On Joint Stock Companies

However, to accelerate real possession now there is a procedure where the equity before selling the old members (founders) appoints ceo new man, henchman of future participants. This is normal. New general certifies the signature of a bank card with a notary, relates them to the bank accepts print, documents and other matters, including accounting, from the previous General. Buying a ready company, if the founders included in the founding documents, is as in the llc, however, if the documents ‘firm to sell’ well-prepared, then the process is greatly simplified. The fact that the ha and Law ‘On Joint Stock Companies’ does not provide for compulsory reference shareholders in the constituent documents, except when the company is established by one founder. Thus, the change of shareholders in the company can recorded only in the inner complex of documents, called ‘The register of shareholders. ”

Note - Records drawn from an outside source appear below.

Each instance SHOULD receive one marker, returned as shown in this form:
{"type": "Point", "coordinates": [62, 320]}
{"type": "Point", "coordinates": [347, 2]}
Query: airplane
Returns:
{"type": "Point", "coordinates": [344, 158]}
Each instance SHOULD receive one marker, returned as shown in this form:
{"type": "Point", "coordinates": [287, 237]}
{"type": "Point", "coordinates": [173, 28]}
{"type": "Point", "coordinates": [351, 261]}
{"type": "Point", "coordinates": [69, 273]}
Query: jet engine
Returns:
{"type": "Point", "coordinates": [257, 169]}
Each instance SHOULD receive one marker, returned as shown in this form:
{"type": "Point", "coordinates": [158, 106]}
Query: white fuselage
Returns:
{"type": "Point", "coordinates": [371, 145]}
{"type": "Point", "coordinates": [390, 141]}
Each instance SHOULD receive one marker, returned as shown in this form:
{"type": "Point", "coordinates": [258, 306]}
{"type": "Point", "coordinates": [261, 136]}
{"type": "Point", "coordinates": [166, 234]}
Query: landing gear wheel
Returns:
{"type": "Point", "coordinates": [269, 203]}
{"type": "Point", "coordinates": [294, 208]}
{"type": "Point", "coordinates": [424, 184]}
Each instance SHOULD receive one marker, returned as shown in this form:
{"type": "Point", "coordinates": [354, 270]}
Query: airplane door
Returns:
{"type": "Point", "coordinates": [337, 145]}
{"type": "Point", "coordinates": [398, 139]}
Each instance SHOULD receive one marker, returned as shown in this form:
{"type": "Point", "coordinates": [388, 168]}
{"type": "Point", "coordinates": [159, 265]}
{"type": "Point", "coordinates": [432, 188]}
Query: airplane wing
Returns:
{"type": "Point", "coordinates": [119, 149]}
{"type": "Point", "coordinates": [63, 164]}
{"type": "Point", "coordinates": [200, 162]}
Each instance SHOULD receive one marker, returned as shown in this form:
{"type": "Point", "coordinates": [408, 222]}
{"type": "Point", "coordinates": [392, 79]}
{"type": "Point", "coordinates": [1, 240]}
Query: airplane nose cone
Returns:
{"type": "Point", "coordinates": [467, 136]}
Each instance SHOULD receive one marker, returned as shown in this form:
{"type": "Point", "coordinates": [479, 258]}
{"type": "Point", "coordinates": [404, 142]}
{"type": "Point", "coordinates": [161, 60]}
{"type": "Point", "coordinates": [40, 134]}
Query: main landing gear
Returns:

Therefore, buying shares of Company, the statute (Memorandum for the company is not a founding document), which shareholders do not specified, changes the charter company you are satisfied, you can not register. This means that in signing the contracts of sale and purchase of shares and making appropriate changes in the shareholder register, you become the owner of the rights ownership share of the acquired company’s shares. However, must be met three conditions: 1. Issue of shares to be duly registered with the Federal Commission on Securities Market (FCSM). Shares as generally book-entry and exist as an entry in the accounts of shareholders. This process is formal, but nonetheless, shares are not registered, are not subject to civil law and deals with them (at least committed after September 1996 – the month the adoption of fsc standards, the first issue of securities, in accordance with the law “On securities market”) are invalid.